I was thinking deserialize() almost makes more sense as a constructor for SqliteConnection, but it actually attaches the deserialized database as the named schema, so you could have a connection with an open database for the main schema, and then attach the deserialized database as a secondary schema. For example, if you wanted a read-only database to be set as a secondary schema for all connections in a SqlitePool, you could add a call to .deserialize() in an after_connect callback.

(Fun fact, it literally executes an ATTACH statement to attach the memory database. x must be a special expression in this case. Also, looking at the code, you can actually pass NULL for the schema name instead of "main" for the primary schema, but this is not documented.)

Additionally, we can add the following to LockedSqliteHandle:

impl LockedSqliteHandle<'_> {
    // Passes `SQLITE_SERIALIZE_NOCOPY`
    pub fn serialize_nocopy<'a(&'a self, schema: &str) -> sqlx::Result<Option<&'a [u8]>> { /* ... */ }
}

Because SQLITE_SERIALIZE_NOCOPY actually causes sqlite3_serialize() to return the pointer it's currently using for storage (previously passed to sqlite3_deserialize()), it is only guaranteed to remain valid as long as the database handle is locked out. It's invalidated the next time the database is used (the docs specify a "write operation" but we don't distinguish those in the API). So it needs to be tied to the lifetime of the guard, not the connection itself.

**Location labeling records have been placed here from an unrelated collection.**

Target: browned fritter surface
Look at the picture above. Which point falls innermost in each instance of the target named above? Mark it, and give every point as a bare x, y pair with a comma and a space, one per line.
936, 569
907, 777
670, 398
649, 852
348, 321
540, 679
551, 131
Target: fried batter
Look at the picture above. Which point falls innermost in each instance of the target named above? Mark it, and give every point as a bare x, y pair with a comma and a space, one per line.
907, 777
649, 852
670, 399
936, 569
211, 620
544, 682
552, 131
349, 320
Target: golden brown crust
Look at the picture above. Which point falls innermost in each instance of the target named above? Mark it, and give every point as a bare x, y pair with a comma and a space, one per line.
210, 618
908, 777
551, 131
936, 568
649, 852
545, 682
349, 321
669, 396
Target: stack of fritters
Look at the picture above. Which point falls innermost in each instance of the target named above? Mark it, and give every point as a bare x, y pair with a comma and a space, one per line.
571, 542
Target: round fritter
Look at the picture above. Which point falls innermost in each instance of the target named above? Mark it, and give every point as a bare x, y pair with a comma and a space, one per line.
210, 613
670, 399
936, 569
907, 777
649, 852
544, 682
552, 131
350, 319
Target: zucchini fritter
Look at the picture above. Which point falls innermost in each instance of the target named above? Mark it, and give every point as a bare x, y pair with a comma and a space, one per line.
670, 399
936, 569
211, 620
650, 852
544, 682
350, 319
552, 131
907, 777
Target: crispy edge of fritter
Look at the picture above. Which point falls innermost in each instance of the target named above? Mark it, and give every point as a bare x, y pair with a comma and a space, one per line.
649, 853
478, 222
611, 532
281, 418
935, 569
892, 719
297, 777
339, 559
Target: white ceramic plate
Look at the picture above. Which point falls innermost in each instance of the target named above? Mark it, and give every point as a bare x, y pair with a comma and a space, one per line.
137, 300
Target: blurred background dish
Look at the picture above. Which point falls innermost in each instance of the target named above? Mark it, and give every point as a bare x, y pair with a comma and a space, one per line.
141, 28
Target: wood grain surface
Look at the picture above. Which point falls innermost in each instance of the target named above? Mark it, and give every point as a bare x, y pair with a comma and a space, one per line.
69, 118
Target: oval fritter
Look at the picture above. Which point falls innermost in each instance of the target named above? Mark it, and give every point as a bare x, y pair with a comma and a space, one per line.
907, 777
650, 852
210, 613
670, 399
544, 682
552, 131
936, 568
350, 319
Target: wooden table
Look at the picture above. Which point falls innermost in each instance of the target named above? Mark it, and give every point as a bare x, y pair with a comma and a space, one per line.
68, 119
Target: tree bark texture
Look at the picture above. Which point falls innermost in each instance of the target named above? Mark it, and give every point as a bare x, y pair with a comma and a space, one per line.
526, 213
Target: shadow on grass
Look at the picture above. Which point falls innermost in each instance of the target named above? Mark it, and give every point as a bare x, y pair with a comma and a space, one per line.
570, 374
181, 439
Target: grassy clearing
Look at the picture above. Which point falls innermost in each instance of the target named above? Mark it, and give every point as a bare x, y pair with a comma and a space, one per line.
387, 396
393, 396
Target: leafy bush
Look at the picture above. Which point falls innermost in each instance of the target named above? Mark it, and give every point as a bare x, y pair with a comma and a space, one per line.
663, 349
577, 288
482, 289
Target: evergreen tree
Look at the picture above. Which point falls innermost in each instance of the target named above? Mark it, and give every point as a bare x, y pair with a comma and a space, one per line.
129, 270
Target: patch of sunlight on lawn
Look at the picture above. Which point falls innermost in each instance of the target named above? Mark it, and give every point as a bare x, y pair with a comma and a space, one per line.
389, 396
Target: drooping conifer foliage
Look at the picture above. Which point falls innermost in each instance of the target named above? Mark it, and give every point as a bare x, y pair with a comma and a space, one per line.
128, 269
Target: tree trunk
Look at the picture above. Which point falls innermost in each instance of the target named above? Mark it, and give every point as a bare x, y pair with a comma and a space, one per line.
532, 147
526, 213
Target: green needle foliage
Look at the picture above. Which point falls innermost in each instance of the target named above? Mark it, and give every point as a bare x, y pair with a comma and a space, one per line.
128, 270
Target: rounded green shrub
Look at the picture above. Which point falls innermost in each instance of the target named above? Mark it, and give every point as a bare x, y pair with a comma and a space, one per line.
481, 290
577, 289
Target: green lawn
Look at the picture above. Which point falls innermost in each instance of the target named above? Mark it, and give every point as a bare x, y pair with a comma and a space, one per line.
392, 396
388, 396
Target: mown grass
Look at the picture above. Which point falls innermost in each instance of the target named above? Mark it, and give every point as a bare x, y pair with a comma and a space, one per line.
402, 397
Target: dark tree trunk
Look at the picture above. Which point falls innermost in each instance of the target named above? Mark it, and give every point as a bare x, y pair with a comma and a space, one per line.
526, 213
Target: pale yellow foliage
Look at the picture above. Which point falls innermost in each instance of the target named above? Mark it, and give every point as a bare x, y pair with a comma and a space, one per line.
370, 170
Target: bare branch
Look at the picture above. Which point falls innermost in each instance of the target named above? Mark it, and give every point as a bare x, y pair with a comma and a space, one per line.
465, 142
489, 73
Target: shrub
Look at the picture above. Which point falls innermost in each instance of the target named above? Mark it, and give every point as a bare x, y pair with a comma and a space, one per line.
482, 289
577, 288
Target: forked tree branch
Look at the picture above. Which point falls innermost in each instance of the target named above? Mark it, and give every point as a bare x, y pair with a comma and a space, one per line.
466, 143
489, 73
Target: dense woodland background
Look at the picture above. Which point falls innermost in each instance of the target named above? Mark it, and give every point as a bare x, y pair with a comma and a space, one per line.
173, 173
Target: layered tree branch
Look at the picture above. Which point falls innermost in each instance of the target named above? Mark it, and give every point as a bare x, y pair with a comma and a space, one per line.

abonander avatar Feb 12 '25 02:02 abonander

I would also be interested in a possible solution. Currently I'm trying to deserialize a read-only database into memory like this:

async fn sqlite_deserialize(db_bytes: Vec<u8>) -> Result<Pool<Sqlite>> {
    // Create in-memory SQLite database
    let pool = SqlitePoolOptions::new()
        .connect("sqlite::memory:")
        .await?;
    let mut conn = pool.acquire().await?;

    // Deserialize the uploaded data into the in-memory database
    let buf = SqliteOwnedBuf::try_from(db_bytes.as_slice())?;
    conn.deserialize(None, buf, true).await?;

    Ok(conn)
}

This seems to work, but when I try to use the resulting pool I get error error returned from database: (code: 1) no such table: my_table.

Do you have any idea how to make it work?